The Michigan Psychoanalytic Institute trained eight more RNT therapists in 2014 at Walnut Lake Preschool, under the leadership Nancy Bleiden, PhD, clinical director. This affiliated service site has been treating special needs preschoolers with Reflective Network Therapy and has been reporting strong clinical gains, including IQ gains.
Education director and head teacher in the RNT classroom, Cathy Rozenberg, is now expert in the psychoeducational synergy at the heart of the RNT method. This therapeutic preschool was created in 2009 by the Center for Early Childhood Development, an outreach program of the Michigan Psychoanalytic Institute. Dr. Bleiden is a faculty member.
Preschool Helps Kids with special needs
by Rob Weaver, 10/18/10
As 4-year-old Anthony leaves his mother to enter his classroom each week, he’s greeted by smiling teachers and staff that help him develop socially, emotionally and mentally in a special needs preschool in West Bloomfield Township. Carrie Doelle enrolled her son Anthony in Walnut Lake Preschool after deciding he needed more individual attention. She beamed, describing her brown-haired son as very sweet, smart and active.
“He has a genetic disorder that causes developmental delays—late speaking, late walking—and we found he needed more attention and more one-on-one than a typical classroom.”
The Walnut Lake Preschool offers specialized individual curriculum to children struggling with emotional, behavioral and developmental challenges. It was created by the Center for Early Childhood Development, part of an outreach program of the Michigan Psychoanalytic Institute, to improve the emotional and social lives of preschool-age children. The directors of the school are Nancy Blieden, PhD, and Dr. Don Spivak, both faculty members at the Michigan Psychoanalytic Institute. The preschool was started in 2009 with a $200,000 donation from a parent, Blieden said. The preschool rents a classroom in The Corners, a West Bloomfield campus that houses nonprofit organizations.
“As clinicians, we hear about kids that don’t fit usual patterns and they’re treated as bad or wrong and we saw a need because of our clinical experiences. These kids don’t fit the need for special education, but don’t fit into a regular nursery school either. Kids range in their needs. Some are autistic, some kids are in different emotional states, some have developmental issues,” Spivak said.

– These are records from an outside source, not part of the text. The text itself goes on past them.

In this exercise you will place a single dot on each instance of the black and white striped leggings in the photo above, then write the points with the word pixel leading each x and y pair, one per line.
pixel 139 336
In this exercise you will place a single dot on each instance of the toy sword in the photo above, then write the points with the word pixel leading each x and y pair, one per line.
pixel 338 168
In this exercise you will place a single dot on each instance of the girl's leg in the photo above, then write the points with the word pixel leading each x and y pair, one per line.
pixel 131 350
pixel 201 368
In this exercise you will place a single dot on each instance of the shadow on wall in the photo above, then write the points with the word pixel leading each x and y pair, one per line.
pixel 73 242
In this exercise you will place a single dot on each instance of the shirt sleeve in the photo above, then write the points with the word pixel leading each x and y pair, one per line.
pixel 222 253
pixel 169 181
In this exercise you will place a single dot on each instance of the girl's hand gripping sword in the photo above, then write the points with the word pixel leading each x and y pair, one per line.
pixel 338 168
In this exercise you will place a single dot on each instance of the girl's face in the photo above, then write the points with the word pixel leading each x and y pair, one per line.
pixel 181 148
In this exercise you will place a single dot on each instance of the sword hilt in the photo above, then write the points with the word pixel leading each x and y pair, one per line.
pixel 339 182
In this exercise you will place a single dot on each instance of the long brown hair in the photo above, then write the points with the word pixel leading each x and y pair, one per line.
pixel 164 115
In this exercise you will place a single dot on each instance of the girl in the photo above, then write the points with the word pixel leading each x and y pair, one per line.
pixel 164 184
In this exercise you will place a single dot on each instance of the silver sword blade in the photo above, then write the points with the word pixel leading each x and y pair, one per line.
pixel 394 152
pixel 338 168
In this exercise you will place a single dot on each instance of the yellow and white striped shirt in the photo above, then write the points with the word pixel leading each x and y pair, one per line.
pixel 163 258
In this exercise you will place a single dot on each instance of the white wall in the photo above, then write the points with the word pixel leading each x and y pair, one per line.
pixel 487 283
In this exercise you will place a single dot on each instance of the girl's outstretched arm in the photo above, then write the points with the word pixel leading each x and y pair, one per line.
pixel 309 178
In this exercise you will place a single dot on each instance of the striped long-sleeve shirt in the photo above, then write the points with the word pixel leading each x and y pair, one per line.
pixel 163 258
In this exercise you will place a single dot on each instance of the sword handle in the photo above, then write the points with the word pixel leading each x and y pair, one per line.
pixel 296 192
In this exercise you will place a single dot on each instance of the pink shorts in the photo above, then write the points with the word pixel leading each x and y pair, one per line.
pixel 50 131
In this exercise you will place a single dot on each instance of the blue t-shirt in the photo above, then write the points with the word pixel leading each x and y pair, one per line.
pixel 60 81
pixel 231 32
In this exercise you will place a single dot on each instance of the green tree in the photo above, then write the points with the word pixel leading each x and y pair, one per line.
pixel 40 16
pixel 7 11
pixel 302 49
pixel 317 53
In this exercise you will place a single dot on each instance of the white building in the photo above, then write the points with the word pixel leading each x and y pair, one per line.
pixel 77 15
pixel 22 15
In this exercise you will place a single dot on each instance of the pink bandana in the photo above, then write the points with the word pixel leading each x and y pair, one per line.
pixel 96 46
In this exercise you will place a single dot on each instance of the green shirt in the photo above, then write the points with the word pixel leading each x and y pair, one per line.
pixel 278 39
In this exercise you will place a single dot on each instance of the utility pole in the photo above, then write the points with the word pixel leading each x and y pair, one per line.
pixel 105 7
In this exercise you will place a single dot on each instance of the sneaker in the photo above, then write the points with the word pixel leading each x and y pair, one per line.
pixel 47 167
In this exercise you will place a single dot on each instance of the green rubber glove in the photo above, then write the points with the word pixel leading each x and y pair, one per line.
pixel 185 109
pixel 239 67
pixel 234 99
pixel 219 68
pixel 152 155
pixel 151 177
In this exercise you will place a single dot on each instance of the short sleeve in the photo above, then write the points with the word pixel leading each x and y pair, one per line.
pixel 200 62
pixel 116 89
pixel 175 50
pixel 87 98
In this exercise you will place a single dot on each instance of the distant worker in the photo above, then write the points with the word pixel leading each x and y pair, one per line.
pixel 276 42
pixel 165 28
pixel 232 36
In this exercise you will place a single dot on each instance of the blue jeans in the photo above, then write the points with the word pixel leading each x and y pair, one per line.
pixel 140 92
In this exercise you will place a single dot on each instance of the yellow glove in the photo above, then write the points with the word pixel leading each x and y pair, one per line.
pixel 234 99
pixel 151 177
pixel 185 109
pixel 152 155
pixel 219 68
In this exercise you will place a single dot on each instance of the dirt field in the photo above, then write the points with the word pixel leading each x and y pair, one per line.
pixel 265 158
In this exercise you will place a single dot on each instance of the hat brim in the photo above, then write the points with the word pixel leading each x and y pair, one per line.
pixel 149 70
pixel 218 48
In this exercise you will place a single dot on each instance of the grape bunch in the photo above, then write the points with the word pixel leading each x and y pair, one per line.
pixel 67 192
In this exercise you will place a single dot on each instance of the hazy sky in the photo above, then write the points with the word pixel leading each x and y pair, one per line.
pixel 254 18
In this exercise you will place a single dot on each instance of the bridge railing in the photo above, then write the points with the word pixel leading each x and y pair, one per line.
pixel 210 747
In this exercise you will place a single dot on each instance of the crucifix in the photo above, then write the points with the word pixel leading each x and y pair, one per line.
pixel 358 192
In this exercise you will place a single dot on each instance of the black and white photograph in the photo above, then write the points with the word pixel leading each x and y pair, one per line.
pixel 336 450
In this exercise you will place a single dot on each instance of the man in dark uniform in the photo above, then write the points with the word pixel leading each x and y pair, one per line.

“Part of our mission is to work with public and private schools to reintegrate and share knowledge and experiences with the kids, and to work with parents. It’s not just a program for kids that are off-the-wall it’s for kids that would benefit from a smaller classroom. We have kids who are here for different reasons — some who are in foster care, some kids who have problems with overstimulation and need a smaller classroom.”
The preschoolers are taught by lead teacher Cathy Rozenberg and assistant teacher Melissa Scheys. Rozenberg said she teaches five kids, but the maximum they can take is seven.
“One thing that’s different about our program is that we have kids from different paths,” Rozenberg said. “We develop an emergent curriculum and it changes and grows as kids come and grow in school.” She said a program is specialized and developed for each family to meet the individual child’s needs. “We still do languages, science, social science, movement…none of the typical preschool curriculum is lost because we’re focusing on social and emotional issues. And within that, we try to create a warm and nurturing environment that focuses on helping kids.”
Each child who comes to the school gets a family consultant and child therapist. Marcy Broder is one of the family consultants and works with Anthony. She said she observes a child each week and attends staff meetings.
“If some areas are developing slower than others, we help parents develop similar approaches to what is in the school…I’m a bridge between the school and the family.” Doelle said her son has benefited from the social component of the preschool, and that he’s learning how to interact and make friends. “They really mean special needs,” Doelle said. “Anthony’s so special; he just needs some extra help, but who doesn’t?”